I consider the core "advancement system" clunky and waaaaaaaay more complicated than it needs to be. A couple bullet points is a lot easier to do than all the pages of description. U Head's summary couldn't even summarize it quickly. If he can't get summarized quickly, then there's something up :)

IMHO.

Don't fanboy me to death guys :) I hear your points and merely disagree that FFG did it wrong and made it way more complicated than it needs to be. It's like they tried (and failed) to hybridize the old 2e system with career exits to the new sytem of traits..and then made another unrelated system called "ranks" combined with x.p. and another term called "advancements." It "works." That's about it.

x.p. leveling is much simpler and I believe allwos for more "roleplayign" which is apparently kind of big in the title of this game. Otherwise they would have called it WARAHAMMER FANTASY CRUNCH PLAYING. :)

Cheers!

jh

It's just that I can't see the complicated part of character progression or career transition. Your systems seems more complicated if anything.

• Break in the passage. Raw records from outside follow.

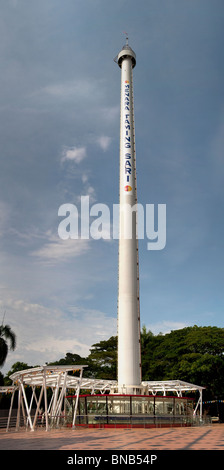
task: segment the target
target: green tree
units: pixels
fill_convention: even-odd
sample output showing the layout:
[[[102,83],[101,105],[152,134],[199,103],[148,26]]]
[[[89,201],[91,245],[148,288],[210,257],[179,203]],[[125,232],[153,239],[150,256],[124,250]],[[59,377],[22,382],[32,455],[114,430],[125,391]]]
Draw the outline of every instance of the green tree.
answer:
[[[66,366],[66,365],[84,365],[86,359],[79,356],[79,354],[73,354],[73,353],[66,353],[66,356],[62,359],[59,359],[59,361],[55,362],[50,362],[48,365],[50,366]]]
[[[5,363],[9,349],[14,351],[16,347],[16,335],[9,325],[0,326],[0,367]]]
[[[62,359],[59,359],[59,361],[55,362],[50,362],[48,364],[49,366],[69,366],[69,365],[86,365],[86,359],[79,356],[79,354],[73,354],[73,353],[66,353],[66,356]],[[72,374],[72,372],[69,372],[69,374]],[[75,375],[79,376],[80,372],[74,372]],[[85,376],[87,376],[85,374]]]
[[[117,377],[117,336],[93,344],[87,357],[89,372],[99,379]]]
[[[153,338],[153,336],[153,333],[150,330],[147,331],[146,326],[143,325],[141,331],[141,350],[143,353],[145,352],[148,342]]]
[[[0,387],[4,385],[4,375],[0,372]]]
[[[153,357],[163,339],[162,334],[153,335],[146,330],[145,325],[141,331],[141,360],[142,360],[142,379],[143,380],[162,380],[163,368],[161,361],[155,363]]]
[[[184,380],[206,387],[205,399],[224,399],[224,328],[187,327],[166,335],[153,335],[143,326],[141,332],[143,380]],[[65,358],[49,365],[88,365],[85,377],[117,378],[117,337],[93,344],[83,358],[67,353]],[[17,362],[5,378],[18,370],[30,368]]]
[[[10,375],[14,374],[15,372],[18,372],[19,370],[32,369],[32,367],[33,366],[28,366],[28,364],[26,362],[15,362],[15,364],[12,365],[9,372],[7,372],[7,374],[4,378],[4,384],[5,385],[11,385],[12,381],[9,378]]]
[[[180,379],[205,386],[204,396],[223,399],[224,328],[193,326],[149,338],[143,379]]]

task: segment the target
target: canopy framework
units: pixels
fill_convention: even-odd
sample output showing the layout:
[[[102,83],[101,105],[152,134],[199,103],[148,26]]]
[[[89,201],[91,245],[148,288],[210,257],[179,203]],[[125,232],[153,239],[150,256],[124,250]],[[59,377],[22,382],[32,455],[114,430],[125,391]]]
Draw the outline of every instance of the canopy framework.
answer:
[[[46,431],[49,428],[57,426],[60,421],[60,417],[63,414],[64,399],[67,394],[67,390],[74,390],[75,407],[73,412],[72,427],[75,427],[75,420],[78,409],[78,400],[80,390],[88,390],[91,395],[95,395],[97,392],[101,394],[117,394],[118,393],[118,382],[116,380],[105,380],[105,379],[92,379],[83,377],[83,371],[86,365],[68,365],[68,366],[42,366],[34,367],[32,369],[26,369],[23,371],[15,372],[10,376],[13,384],[9,387],[0,387],[1,393],[12,393],[11,405],[8,416],[7,431],[10,426],[10,419],[12,414],[13,401],[15,398],[15,392],[18,391],[18,411],[16,419],[16,430],[20,427],[21,413],[26,423],[26,427],[34,431],[38,422],[38,414],[41,411],[41,402],[44,401],[44,412]],[[79,376],[71,375],[71,373],[79,372]],[[26,393],[27,388],[31,388],[31,398],[28,400],[28,394]],[[40,388],[39,396],[36,393],[36,388]],[[49,400],[47,389],[51,388],[52,395]],[[167,381],[143,381],[141,386],[141,395],[157,395],[163,394],[168,395],[170,392],[175,393],[177,397],[182,397],[183,393],[186,392],[199,392],[199,399],[196,404],[194,414],[199,407],[200,418],[202,418],[202,391],[204,387],[184,382],[181,380],[167,380]],[[128,390],[123,391],[124,394],[128,393]],[[29,394],[30,395],[30,394]],[[31,416],[32,405],[35,403],[35,415]]]
[[[8,416],[7,429],[9,430],[10,419],[12,414],[13,401],[15,397],[15,392],[18,390],[18,408],[17,408],[17,418],[16,418],[16,430],[19,430],[20,427],[20,415],[22,411],[24,423],[26,427],[30,427],[31,431],[34,431],[37,425],[38,414],[41,411],[41,402],[42,398],[44,399],[44,412],[43,416],[45,418],[46,431],[49,430],[49,427],[57,425],[59,422],[62,405],[64,397],[66,395],[67,388],[74,388],[73,376],[68,375],[70,372],[80,372],[79,377],[76,377],[75,389],[76,389],[76,403],[73,417],[73,426],[75,425],[75,418],[78,406],[79,392],[82,380],[82,374],[85,365],[78,366],[42,366],[34,367],[32,369],[26,369],[23,371],[15,372],[10,376],[10,379],[13,381],[13,391],[11,398],[11,405]],[[30,402],[28,402],[28,397],[26,394],[26,386],[31,387],[32,395]],[[36,387],[40,388],[40,394],[37,398]],[[48,403],[47,389],[51,388],[52,396],[50,403]],[[33,402],[36,402],[35,415],[32,418],[31,410]]]
[[[197,409],[200,409],[200,419],[202,419],[202,392],[205,387],[199,385],[184,382],[183,380],[165,380],[165,381],[151,381],[142,382],[142,385],[147,389],[148,393],[156,395],[158,392],[162,392],[163,396],[166,396],[167,392],[175,392],[178,397],[182,397],[184,392],[199,392],[199,399],[194,409],[194,415],[196,415]]]

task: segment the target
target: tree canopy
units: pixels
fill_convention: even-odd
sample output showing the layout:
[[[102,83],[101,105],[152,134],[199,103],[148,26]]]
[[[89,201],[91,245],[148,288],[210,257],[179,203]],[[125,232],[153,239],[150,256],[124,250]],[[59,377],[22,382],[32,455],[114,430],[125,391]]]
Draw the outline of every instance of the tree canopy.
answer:
[[[208,398],[224,399],[224,328],[195,325],[153,335],[143,326],[141,350],[143,380],[184,380],[205,386]],[[88,365],[86,376],[116,379],[117,337],[93,344],[81,363]]]
[[[88,365],[85,377],[98,379],[116,379],[117,371],[117,337],[93,344],[89,356],[67,353],[64,359],[52,362],[51,365]]]
[[[5,363],[9,349],[14,350],[16,347],[16,335],[13,333],[9,325],[0,326],[0,366]]]
[[[207,399],[224,399],[224,328],[195,325],[153,335],[143,326],[141,349],[143,380],[184,380],[205,386]],[[85,364],[86,377],[116,379],[117,337],[93,344],[86,358],[68,352],[51,364]],[[24,365],[14,364],[10,373]]]
[[[224,397],[223,328],[193,326],[151,337],[142,357],[147,380],[185,380]]]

  • You spend advancements on your sheet.
  • You have 4 advancements set in stone and 6 open.
  • When you want to transition to a new career you compare taits and pay the advancement cost.
  • Buying all 10 advancements of a career lets you finish it and spend an advancement on the dedication bonus
  • The dedication bonus makes transition cheaper and lets you keep the career special skill, plus gives you specialties in the skill you trained in that career.
  • One skill training in each skill per rank is allowed.
  • and... well that's it.

I don't see how that can be percieved as complicated. It's one of the most simple advancement systems I've seen. It's so easy you don't even have to think about it because it's all there in front of you on your character sheet and career sheet.

You're right that simple XP levelling may be simpler in terms of player choice... but that's also why it sucks ;)

Gallows:

Perhaps its the presentation that I dislike (the same as the "paragraph-based equipment section"). In any case, I've just made it standard: at 10 xp, you change careers. Spend your advancements how you like (costs relatively unchanged).

..and I have lots of respect for all of you guys' comments..I'm just drumming up conversation with my cave troll sticks :)

jh

Gallows said:

It's just that I can't see the complicated part of character progression or career transition. Your systems seems more complicated if anything.

  • You spend advancements on your sheet.
  • You have 4 advancements set in stone and 6 open.
  • When you want to transition to a new career you compare taits and pay the advancement cost.
  • Buying all 10 advancements of a career lets you finish it and spend an advancement on the dedication bonus
  • The dedication bonus makes transition cheaper and lets you keep the career special skill, plus gives you specialties in the skill you trained in that career.
  • One skill training in each skill per rank is allowed.
  • and... well that's it.

That's not it though (and a couple more thoughts on why I hate the core advancement Rube Goldberg system):

* To transition, you've got to figure out how to MIN-MAX saving up for your transition. This seems like a cheap rip-off (and bad combo) of wfrp2 and D&D's Prestige Classes.

* You don't gain a bonus on skills from creation..you have to train them..which promotes min-maxing

* The unnecessary 6/4/4 breakdown. Really? Is this necessary? If you MUST spend points on the 4, what's the point?

* The seperation between "rank" and career. As far as I'm concerned, rank should be tightly tied to career.

* Humans switching careers on a whim at barely any cost (this works well I suppose in some people's games where the GM forces players to always have to play the same character every session, rather than giving them the option of switching characters to what's relevant to a campaign instead).